Noël, ou la « nostalgie du futur »

par | 12/12/2018

 

Noël, ou la « nostalgie du futur »

« le fait d’être habité par une nostalgie incompréhensible serait tout de même le signe qu’il y a un ailleurs. » (Eugène Ionesco)

Après cette fête de Noël nous restons interrogatifs sur ce qui pousse encore tant de personnes, de toutes générations, à rejoindre une célébration de la Nativité, et même souvent à chanter de grand cœur les chants traditionnels de cette nuit très spéciale. Nostalgie dirons nous, au sens où on cherche à se replonger dans les émotions de l’enfance. Mais pas seulement probablement. Il y a une nostalgie plus profonde plus « métaphysique » qui renvoie à une Terre Promise, ou à un Éden, pour lesquels nous sommes faits et qui creuse en nous le gouffre d’un manque très profond.
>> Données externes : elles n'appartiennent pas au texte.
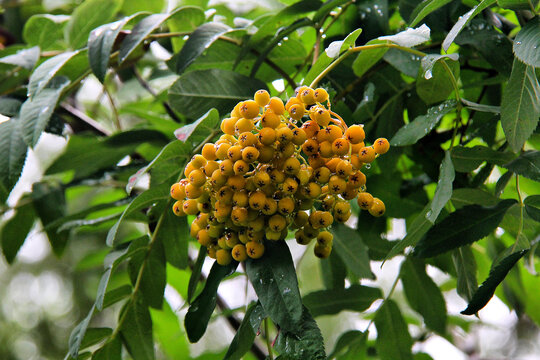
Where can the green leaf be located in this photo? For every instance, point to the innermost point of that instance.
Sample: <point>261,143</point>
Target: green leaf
<point>467,159</point>
<point>274,279</point>
<point>368,58</point>
<point>100,44</point>
<point>419,227</point>
<point>197,131</point>
<point>423,294</point>
<point>393,339</point>
<point>13,150</point>
<point>50,205</point>
<point>43,74</point>
<point>328,302</point>
<point>201,309</point>
<point>94,335</point>
<point>475,222</point>
<point>45,31</point>
<point>136,330</point>
<point>532,206</point>
<point>198,42</point>
<point>245,335</point>
<point>146,199</point>
<point>195,276</point>
<point>466,196</point>
<point>325,59</point>
<point>350,248</point>
<point>465,264</point>
<point>422,125</point>
<point>87,16</point>
<point>78,333</point>
<point>493,45</point>
<point>112,350</point>
<point>498,272</point>
<point>9,107</point>
<point>14,232</point>
<point>434,83</point>
<point>153,278</point>
<point>464,20</point>
<point>186,20</point>
<point>174,235</point>
<point>443,192</point>
<point>527,164</point>
<point>527,43</point>
<point>36,111</point>
<point>307,343</point>
<point>351,345</point>
<point>425,8</point>
<point>196,92</point>
<point>520,106</point>
<point>25,58</point>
Nous sommes englués dans la consommation, et nous savons, inconsciemment que nous sommes faits pour donner et partager ; nous sommes obnubilés par une vision mondaine de la réussite, et nous percevons que ce devrait être le plus fragile et le plus blessé qui se retrouvent au centre de notre attention ; nous recherchons du pouvoir, et Celui qui vient nous engage dans une logique d’abandon de toute prétention à la puissance en acceptant d’être mis sur la croix par amour…
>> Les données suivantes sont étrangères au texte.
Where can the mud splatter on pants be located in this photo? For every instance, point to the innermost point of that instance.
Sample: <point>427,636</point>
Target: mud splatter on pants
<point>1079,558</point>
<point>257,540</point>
Nos contemporains, comme nous-même, comprennent que nous sommes engagés dans une logique folle qu’il nous faut inverser pour trouver véritablement bonheur et sens à nos existences, tant au plan personnel qu’au plan collectif. Alors, en contradiction avec tout ce qui dirige habituellement nos vies nous venons nous agenouiller devant le pauvre enfant de la crèche. Et en Lui, avec Lui, c’est Dieu qui nous fait signe.
Je crois que tous ceux que nous avons vu se déplacer vers nos églises le soir de Noël, ou qui ont pris un moment pour être en silence devant une crèche, même sans en avoir conscience, sont habités par cette nostalgie de l’exilé qui sait qu’il se trouve en terre étrangère.
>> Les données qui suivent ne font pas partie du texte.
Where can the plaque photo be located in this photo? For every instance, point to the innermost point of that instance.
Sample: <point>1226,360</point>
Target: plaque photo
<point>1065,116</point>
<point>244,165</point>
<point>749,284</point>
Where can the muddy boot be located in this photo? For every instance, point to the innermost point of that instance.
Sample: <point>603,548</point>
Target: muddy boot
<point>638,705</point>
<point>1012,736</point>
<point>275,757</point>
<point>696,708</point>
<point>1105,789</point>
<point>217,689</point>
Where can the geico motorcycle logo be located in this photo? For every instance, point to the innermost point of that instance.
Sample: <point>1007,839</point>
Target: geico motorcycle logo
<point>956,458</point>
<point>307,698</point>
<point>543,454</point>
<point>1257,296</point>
« Au bord des fleuves de Babylone nous étions assis et nous pleurions, nous souvenant de Sion ; … Comment chanterions-nous un chant du Seigneur sur une terre étrangère ? Si je t’oublie, Jérusalem, que ma main droite m’oublie ! » (Ps 137, 1 et 4-5)

Notre mission de baptisés, disciples-missionnaires de cet enfant-Dieu surgissant dans notre histoire (notre mission de ministres ordonnés de ce Maître) est de faire que cette prise de conscience ne soit pas seulement celle d’un soir mais de toute une vie. Il s’agit de convertir chacun d’entre nous et la société toute entière à cette révolutionnaire vision du monde. C’est désormais à travers nous que nos contemporains percevront, ou ne percevront pas, le Christ et son message. Ces paroles de Madeleine Delbrêl nous aident à le comprendre :

 » Un jour de plus commence, Jésus en moi veut le vivre. Il ne s’est pas enfermé, Il a marché parmi les hommes. Avec moi il est parmi les hommes d’aujourd’hui. Il va rencontrer chacun de ceux qui entreront dans la maison, chacun de ceux que je croiserai dans la rue, d’autres riches que ceux de son temps, d’autres pauvres, d’autres savants et d’autres ignorants, d’autres petits et d’autres vieillards, d’autres saints et d’autres pécheurs, d’autres valides et d’autres infirmes. Tous seront ceux qu’il est venu chercher. Chacun, celui qu’il est venu sauver. A ceux qui me parleront, il aura quelque chose à répondre ; A ceux qui manqueront, il aura quelque chose à donner. Chacun existera pour lui comme s’il était seul. Dans le bruit il aura son silence à vivre. Dans le tumulte, sa paix à mouvoir. Jésus en tout n’a pas cessé d’être le Fils. En moi il veut rester lié au Père. Doucement lié, dans chaque seconde, balancé sur chaque seconde comme un liège sur l’eau. Doux comme un agneau devant chaque volonté de son Père. Tout sera permis dans le jour qui va venir, tout sera permis et demandera que je dise « oui ». Le monde où il me laisse pour y être avec moi ne peut m’empêcher d’être avec Dieu ; comme un enfant porté sur les bras de sa mère n’est pas moins avec elle parce qu’elle marche dans la foule. Jésus, partout, n’a cessé d’être envoyé. Nous ne pouvons pas faire que nous ne soyons, à chaque instant, les envoyés de Dieu au monde. Jésus en nous ne cesse pas d’être envoyé, au long de ce jour qui commence, à toute l’humanité, de notre temps, de tous les temps, de ma ville et du monde entier. A travers les proches frères qu’il nous fera servir, aimer, sauver, des vagues de sa charité partiront jusqu’au bout du monde, iront jusqu’à la fin des temps. Béni soit ce nouveau jour, qui est Noël pour la terre, puisqu’en moi Jésus veut le vivre encore. Ainsi soit-il. »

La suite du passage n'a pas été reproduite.